“愛”感じる作り静かに魅力発し
車を運転中、巨大な黒い物体が目に入った。シルエットにピンとくる。「ゴジラだ」
店先にいる高さ約4メートルの怪獣は、大小さまざまなタイヤを重ねて貼り合わせ、ゴツゴツした質感が力強さを醸す。丁寧な作りに“ゴジラ愛”を感じる。
店長の高砂晴彦さん(47)は、30年近く前に作ったと伝え聞いている。「いろんな種類のタイヤから、体の部位に合うものを選んでいる。“タイヤ愛”を感じます」。
愛情を注いだ人が残っていた。課長の牟礼貴章さん(56)。改めて話したことがないという当時のことを思い出してもらった。
きっかけは「店の象徴になるものをタイヤで作ろう」という発想だった。店員らで適当にタイヤを切って造作しているうちに、誰かが言った。「これ、ゴジラの頭みたい」。それで決まり、手探りで少しずつ、半年ほどかけて作り上げた。

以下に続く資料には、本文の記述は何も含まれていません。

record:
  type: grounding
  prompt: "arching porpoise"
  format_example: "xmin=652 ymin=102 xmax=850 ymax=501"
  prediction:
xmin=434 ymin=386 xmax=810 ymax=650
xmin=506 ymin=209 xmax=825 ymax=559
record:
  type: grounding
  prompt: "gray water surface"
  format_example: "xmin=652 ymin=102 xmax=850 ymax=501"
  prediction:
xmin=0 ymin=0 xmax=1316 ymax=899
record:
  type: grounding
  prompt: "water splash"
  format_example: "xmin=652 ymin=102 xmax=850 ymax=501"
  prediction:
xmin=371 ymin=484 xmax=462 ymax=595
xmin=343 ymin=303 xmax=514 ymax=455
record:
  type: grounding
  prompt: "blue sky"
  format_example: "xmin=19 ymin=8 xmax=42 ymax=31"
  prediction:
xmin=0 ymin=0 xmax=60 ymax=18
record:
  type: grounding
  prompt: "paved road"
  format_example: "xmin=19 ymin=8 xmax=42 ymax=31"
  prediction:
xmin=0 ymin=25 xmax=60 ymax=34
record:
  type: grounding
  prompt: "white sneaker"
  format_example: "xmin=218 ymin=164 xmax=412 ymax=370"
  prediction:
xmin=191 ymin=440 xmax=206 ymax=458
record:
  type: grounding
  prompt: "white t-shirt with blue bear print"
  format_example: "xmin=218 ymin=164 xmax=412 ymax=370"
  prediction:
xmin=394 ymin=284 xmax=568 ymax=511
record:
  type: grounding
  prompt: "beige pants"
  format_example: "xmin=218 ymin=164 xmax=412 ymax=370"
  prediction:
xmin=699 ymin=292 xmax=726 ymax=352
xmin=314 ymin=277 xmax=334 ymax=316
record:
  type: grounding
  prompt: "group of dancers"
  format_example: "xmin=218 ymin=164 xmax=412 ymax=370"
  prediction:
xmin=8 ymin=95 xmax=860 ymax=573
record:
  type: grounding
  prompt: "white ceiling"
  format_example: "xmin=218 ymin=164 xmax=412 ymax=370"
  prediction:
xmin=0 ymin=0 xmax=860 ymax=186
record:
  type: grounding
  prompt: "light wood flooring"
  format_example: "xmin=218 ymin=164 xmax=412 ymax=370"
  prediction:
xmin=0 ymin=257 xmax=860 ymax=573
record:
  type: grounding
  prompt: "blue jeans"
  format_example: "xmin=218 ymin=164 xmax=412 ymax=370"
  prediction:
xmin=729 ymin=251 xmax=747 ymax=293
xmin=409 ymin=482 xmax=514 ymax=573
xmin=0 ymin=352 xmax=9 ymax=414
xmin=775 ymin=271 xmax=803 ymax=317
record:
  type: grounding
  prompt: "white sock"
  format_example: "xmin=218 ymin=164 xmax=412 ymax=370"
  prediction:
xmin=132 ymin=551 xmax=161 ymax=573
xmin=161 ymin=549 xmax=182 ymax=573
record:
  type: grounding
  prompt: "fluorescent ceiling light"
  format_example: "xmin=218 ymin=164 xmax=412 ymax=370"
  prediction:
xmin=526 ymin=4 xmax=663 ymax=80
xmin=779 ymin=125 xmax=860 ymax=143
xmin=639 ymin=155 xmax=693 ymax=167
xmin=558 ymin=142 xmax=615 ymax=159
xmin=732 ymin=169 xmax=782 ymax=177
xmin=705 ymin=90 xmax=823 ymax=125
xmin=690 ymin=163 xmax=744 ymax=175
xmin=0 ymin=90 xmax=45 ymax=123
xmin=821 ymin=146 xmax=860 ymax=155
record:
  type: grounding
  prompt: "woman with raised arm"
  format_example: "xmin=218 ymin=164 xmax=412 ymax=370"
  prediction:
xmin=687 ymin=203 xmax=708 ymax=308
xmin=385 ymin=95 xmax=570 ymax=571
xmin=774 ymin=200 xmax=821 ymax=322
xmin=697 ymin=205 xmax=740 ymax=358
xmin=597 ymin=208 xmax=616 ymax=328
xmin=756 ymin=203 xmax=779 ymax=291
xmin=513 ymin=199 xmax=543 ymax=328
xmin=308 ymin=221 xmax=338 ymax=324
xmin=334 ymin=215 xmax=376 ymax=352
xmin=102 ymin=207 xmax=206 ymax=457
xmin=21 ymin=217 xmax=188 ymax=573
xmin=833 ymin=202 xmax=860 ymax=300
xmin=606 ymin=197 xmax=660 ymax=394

完成すると話題になり、店のイメージカラーの赤で塗り上げ、電球で目を光らせたこともあった。やがて顧みられず、長年、風雨に打たれるままに。それでも威容が衰えないのは、さすが日本を代表する怪獣と言うべきか。
並んでいる銀色のもう1体は、息子のミニラだという。「初めてのお客さまでも『ゴジラの店』と言えば分かってもらえます」と高砂店長。写真だけ撮っていく人もいるなど、静かに魅力を発し続けている。